Datasets
Datasets combine segmentation masks and single-cell measurements (mean cell intensities and centroids coordinates). There are several ways to acquire datasets in histoCAT Web: one can import an output of separate IMC pipeline processing or generate cell-specific data by running DeepCell deep-learning segmentation algorithm.
As soon as dataset is ready, user can analyse single-cell data, e.g., perform dimensionality reduction, run cluster analysis, etc.
histoCAT Web stores raw datasets and its processed analysis sub-sets in AnnData file format, see details at https://anndata.readthedocs.io. You can download these AnnData files by clicking Download button in dataset view:
There are other commands available for each dataset as well: Rename and Delete.
When you select dataset from the list, cell masks will become available for visualization in Image view.

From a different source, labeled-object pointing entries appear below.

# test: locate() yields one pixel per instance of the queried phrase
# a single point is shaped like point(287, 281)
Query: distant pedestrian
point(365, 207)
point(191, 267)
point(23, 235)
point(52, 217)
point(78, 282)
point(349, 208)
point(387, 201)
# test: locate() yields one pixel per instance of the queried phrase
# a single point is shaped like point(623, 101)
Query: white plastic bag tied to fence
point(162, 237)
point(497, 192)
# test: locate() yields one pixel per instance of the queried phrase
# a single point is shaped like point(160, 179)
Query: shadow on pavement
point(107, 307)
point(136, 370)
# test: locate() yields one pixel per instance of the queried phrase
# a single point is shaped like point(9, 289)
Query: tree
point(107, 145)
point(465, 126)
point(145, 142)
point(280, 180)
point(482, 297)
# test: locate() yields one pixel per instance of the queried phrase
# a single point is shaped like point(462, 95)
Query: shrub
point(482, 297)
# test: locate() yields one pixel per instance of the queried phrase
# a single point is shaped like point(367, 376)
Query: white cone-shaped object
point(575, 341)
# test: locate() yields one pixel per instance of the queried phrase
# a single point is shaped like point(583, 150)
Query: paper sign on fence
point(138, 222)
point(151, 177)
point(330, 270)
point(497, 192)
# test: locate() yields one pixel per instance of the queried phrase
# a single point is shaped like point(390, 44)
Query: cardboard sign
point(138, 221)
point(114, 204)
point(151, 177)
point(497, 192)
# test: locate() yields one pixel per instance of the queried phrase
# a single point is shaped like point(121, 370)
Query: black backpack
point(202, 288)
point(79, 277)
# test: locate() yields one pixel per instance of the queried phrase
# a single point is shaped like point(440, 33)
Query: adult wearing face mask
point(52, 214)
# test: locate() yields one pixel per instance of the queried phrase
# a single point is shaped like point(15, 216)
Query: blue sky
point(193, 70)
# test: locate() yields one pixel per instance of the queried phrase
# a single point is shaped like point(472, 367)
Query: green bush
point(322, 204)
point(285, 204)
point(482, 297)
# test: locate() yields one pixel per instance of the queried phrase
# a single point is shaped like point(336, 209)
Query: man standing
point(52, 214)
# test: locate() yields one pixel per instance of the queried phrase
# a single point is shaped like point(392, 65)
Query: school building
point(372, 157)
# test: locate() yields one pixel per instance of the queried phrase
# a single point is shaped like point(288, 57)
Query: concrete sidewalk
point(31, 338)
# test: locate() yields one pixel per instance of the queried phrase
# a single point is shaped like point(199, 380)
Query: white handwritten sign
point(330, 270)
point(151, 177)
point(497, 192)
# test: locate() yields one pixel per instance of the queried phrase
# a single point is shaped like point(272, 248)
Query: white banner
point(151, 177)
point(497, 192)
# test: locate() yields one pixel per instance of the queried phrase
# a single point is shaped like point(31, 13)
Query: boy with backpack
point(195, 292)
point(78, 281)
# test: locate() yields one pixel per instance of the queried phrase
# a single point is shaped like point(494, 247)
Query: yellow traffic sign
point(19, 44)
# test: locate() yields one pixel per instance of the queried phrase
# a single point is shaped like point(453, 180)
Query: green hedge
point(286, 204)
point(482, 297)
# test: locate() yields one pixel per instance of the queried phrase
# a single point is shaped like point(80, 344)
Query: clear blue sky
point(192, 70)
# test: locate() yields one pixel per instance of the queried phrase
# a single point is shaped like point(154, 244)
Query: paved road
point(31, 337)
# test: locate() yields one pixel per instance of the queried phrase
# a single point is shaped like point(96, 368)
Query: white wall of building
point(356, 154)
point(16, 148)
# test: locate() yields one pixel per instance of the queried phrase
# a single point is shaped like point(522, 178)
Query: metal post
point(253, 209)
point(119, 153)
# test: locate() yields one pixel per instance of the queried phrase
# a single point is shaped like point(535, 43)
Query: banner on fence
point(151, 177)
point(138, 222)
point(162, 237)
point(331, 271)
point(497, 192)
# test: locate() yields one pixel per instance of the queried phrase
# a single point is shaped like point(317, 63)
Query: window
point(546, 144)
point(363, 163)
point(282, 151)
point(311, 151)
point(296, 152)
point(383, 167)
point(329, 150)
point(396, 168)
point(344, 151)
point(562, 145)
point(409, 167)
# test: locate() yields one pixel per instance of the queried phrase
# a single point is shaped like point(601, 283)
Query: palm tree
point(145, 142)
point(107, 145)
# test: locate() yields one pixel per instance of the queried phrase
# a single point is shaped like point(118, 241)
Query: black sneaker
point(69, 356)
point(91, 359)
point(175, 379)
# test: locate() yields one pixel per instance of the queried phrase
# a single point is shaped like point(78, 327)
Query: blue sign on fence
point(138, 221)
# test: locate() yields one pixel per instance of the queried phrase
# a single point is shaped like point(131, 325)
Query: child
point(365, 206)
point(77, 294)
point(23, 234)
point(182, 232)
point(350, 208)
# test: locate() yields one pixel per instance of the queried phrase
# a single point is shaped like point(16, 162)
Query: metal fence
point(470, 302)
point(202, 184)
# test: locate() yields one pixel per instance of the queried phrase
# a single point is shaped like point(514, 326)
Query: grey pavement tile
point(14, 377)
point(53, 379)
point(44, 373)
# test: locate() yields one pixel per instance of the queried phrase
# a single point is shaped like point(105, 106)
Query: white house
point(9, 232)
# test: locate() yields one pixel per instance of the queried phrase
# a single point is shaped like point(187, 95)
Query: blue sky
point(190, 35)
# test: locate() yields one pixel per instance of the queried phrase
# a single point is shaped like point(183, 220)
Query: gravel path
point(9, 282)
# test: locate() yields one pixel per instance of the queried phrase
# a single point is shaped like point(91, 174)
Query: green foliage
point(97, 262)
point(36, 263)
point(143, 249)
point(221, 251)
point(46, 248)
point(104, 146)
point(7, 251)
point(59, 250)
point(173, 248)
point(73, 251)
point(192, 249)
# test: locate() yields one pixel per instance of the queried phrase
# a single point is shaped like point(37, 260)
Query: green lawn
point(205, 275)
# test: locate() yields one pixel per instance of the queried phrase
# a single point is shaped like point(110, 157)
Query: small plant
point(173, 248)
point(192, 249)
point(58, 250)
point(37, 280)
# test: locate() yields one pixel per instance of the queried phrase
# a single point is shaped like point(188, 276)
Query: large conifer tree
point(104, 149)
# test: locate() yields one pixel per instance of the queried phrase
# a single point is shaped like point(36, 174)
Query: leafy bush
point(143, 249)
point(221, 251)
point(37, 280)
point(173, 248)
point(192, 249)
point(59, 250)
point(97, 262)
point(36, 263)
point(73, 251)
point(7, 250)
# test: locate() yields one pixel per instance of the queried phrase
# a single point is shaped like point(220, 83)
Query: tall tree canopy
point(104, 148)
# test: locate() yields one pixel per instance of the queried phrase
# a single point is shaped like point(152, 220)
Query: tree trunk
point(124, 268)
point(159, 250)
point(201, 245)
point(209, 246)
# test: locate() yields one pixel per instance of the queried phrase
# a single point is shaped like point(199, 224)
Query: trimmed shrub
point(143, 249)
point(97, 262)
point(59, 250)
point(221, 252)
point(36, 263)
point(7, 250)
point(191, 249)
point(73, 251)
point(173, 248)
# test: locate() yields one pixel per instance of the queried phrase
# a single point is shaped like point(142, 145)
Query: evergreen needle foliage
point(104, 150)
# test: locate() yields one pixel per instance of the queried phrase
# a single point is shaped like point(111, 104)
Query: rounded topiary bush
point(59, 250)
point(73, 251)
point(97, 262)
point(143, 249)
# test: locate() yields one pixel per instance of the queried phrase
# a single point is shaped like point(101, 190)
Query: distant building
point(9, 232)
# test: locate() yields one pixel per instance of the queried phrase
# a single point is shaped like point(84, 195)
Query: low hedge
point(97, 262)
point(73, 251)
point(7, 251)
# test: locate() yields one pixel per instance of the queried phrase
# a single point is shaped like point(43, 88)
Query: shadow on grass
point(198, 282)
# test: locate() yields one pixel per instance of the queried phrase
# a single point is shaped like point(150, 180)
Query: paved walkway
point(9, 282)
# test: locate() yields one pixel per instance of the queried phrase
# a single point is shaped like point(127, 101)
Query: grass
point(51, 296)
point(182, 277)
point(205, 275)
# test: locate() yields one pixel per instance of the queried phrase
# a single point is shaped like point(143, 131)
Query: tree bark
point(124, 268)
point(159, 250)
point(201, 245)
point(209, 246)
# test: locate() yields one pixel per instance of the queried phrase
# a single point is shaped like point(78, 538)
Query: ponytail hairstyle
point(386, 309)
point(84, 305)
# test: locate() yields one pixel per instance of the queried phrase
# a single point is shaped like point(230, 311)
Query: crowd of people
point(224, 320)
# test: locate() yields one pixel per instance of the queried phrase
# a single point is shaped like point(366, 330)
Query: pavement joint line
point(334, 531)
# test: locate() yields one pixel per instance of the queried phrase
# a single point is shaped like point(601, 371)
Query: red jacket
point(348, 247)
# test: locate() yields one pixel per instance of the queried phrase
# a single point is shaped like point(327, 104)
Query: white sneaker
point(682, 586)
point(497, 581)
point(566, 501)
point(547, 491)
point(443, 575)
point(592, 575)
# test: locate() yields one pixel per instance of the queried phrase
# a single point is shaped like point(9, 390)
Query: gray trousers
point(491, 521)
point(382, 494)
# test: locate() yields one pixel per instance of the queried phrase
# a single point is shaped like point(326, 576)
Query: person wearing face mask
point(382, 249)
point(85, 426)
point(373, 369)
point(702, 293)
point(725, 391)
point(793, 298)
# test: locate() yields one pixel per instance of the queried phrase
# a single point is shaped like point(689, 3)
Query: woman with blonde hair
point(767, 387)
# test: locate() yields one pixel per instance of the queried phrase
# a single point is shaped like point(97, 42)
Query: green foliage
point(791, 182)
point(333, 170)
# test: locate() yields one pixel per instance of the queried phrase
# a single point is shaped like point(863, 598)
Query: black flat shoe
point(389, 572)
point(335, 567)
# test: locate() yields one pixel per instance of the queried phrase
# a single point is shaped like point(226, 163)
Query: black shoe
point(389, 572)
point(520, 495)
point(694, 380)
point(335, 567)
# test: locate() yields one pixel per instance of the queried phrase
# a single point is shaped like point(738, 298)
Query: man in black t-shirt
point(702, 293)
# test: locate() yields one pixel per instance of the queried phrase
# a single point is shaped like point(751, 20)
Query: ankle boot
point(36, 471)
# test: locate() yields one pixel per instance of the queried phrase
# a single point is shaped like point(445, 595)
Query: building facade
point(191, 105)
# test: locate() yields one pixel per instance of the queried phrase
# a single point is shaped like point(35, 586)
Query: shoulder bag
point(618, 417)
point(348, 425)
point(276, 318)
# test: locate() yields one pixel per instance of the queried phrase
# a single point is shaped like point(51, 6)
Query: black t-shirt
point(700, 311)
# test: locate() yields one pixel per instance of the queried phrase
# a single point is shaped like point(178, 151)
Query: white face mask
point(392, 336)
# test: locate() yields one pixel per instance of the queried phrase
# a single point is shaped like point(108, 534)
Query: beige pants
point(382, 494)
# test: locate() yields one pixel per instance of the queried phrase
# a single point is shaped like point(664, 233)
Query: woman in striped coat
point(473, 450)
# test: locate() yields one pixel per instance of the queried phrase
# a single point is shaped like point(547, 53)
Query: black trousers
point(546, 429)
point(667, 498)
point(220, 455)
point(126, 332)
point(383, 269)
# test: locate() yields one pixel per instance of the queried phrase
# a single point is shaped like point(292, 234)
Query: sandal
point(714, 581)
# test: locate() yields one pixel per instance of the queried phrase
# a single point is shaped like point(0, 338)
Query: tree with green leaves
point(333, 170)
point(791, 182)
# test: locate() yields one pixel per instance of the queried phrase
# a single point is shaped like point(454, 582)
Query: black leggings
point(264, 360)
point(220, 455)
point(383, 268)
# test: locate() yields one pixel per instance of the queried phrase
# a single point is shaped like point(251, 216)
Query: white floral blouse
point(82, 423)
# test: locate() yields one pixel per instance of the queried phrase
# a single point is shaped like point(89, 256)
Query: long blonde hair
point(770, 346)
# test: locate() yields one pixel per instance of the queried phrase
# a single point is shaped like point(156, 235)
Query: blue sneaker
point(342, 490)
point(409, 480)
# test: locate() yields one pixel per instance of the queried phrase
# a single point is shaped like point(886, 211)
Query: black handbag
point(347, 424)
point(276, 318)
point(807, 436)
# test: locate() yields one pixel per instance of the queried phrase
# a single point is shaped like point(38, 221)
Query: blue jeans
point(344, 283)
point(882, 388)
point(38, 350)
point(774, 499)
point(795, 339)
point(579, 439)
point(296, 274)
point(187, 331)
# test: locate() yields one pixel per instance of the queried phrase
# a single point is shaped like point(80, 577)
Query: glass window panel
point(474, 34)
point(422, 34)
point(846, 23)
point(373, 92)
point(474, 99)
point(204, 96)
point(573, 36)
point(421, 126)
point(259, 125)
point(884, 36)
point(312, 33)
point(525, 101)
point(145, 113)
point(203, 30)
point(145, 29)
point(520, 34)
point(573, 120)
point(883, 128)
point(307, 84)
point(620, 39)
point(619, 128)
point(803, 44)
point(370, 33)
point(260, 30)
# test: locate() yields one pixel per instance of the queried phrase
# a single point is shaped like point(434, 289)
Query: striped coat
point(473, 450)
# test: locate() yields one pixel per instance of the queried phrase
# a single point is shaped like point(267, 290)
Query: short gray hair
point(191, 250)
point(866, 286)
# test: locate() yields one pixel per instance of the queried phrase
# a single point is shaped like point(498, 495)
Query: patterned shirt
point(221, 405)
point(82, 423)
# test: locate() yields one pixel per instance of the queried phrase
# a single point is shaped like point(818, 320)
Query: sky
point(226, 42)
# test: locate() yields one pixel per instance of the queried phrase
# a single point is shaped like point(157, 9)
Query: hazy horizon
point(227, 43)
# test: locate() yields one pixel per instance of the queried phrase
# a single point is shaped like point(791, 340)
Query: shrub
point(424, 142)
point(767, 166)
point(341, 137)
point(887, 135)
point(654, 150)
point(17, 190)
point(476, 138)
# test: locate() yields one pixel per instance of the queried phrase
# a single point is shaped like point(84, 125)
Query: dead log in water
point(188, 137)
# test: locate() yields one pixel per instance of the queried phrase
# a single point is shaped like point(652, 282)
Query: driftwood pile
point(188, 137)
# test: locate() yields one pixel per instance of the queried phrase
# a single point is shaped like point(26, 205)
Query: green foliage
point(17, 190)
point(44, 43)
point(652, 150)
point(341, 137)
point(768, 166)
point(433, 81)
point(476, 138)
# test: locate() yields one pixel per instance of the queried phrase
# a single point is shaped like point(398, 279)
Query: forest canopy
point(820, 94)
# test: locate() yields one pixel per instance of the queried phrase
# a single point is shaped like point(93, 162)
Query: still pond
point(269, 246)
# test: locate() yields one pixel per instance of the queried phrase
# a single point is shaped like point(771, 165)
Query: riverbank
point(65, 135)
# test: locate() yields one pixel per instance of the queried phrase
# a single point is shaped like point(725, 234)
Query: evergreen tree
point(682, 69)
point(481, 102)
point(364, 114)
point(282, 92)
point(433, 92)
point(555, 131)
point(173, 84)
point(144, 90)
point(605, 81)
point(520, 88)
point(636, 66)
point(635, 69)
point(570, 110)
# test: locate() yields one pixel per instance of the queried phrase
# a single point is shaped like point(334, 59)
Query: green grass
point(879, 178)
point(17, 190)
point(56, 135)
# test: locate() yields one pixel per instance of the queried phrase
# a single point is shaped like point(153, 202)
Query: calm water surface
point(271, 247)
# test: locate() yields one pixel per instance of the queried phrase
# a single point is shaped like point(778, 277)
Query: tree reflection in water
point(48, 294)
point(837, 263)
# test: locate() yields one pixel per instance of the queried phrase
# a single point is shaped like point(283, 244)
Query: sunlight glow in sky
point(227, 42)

Acquisitions that have available mask information will be marked by the mask icon:
When such acquisition with the mask icon selected in the Slides view, then Mask overlay button will be enabled so one can switch it on to see according mask overlay in the Blend image view:
Warning
Don't forget: dataset should be selected in order to see mask overlay or start data analysis pipeline!
Importing datasets
In order to import existing dataset, please click UPLOAD DATASET
menu and select a proper option:
Info
Processing of the uploaded dataset files can take some time. As soon as processing is complete, dataset name will appear in Datasets list and popup notification message will be displayed.
At the time of writing, four dataset import options are available. Let's describe each option separately.
steinbock
histoCAT Web is able to import a zipped output of steinbock multi-channel image processing framework.
Warning
Please keep in mind, that directory structure may differ if user provided custom names when running steinbock
pipeline.
File upload dialog gives an option to define custom directory names when importing steinbock
datasets:
ImcSegmentationPipelineV1
ImcSegmentationPipeline: A flexible image segmentation pipeline for heterogeneous multiplexed tissue images based on pixel classification. For more details please see https://github.com/BodenmillerGroup/ImcSegmentationPipeline
Before uploading dataset to histoCAT, there are some additional steps users need to do. Output of the ImcSegmentationPipeline should contain the folder called cpout (i.e. CellProfiler output). Here is an example of a content in such folders:
By default, this folder misses one important piece - channel order information. The easiest way to fix it at the moment is to manually copy a single file with channel order information from another folder, which is tiffs folder with the content similar to the following:
You may see there several CSV files with _ac_full.csv suffix. Just copy one of these files into cpout folder. This file will be used by histoCAT to find out about channel order information when you upload dataset. In order to upload the dataset, please create a ZIP archive of the before-mentioned cpout folder (with included _ac_full.csv file) and then upload it to histoCAT.
ImcSegmentationPipelineV2
ImcSegmentationPipeline v2 has some changes in the output format. For details, please see official changelog.
Zip file content should have the following folder structure:
DeepCell segmentation
DeepCell is a deep learning library for single-cell analysis of biological images. Pre-trained DeepCell Mesmer model used for cell/nuclei segmentation from raw image data.
Note
Super-admin users can upload new models in addition to a default DeepCell Mesmer model.
Automatic DeepCell segmentation in histoCAT Web will create grayscale cell/nuclear masks of the same x and y dimensions as the original images, containing unique pixel values for each cell/nucleus. Mean cell intensities and cell centroid coordinates measured as well.
Note
Depending on the application, DeepCell requires images of specific dimensions. For example, in the case of cell segmentation using Mesmer, DeepCell expects two-channel images as input, where the first channel must be a nuclear channel (e.g., DAPI) and the second channel must be a membrane or cytoplasmic channel (e.g., E-Cadherin).
To run DeepCell segmentation, please follow these steps:
- Switch to
Segmentation
panel in Project workspace. - Select acquisitions which should be analysed in order to acquire their segmentation masks and to measure cell-specific data. Channels panel will be populated with metal channels of the selected acquisitions.
- Select channels of two types: nuclear and cytoplasm channels. If multiple channels of the same type selected, they will be merged into a two-channel image, compatible with DeepCell Mesmer input format. Channels that do have type
None
are excluded from segmentation. - In
GENERAL
tab at the right part of theSegmentation
panel select a model, type of segmentation (whole-cell or nuclear), and give a proper name and description for dataset that will be generated. - Adjust DeepCell pre- and post- processing settings if needed (these settings located in
PRE
andPOST
tabs). For details see DeepCell settings - When ready, click
SUBMIT
button to start segmentation processing on the server side.
Pre-processing settings
Channel-wise image normalization
If Min-Max
or Z-score
per-channel normalization enabled in PRE
tab, channels intensities are scaled for each channel independently before merging them into two-channel input image.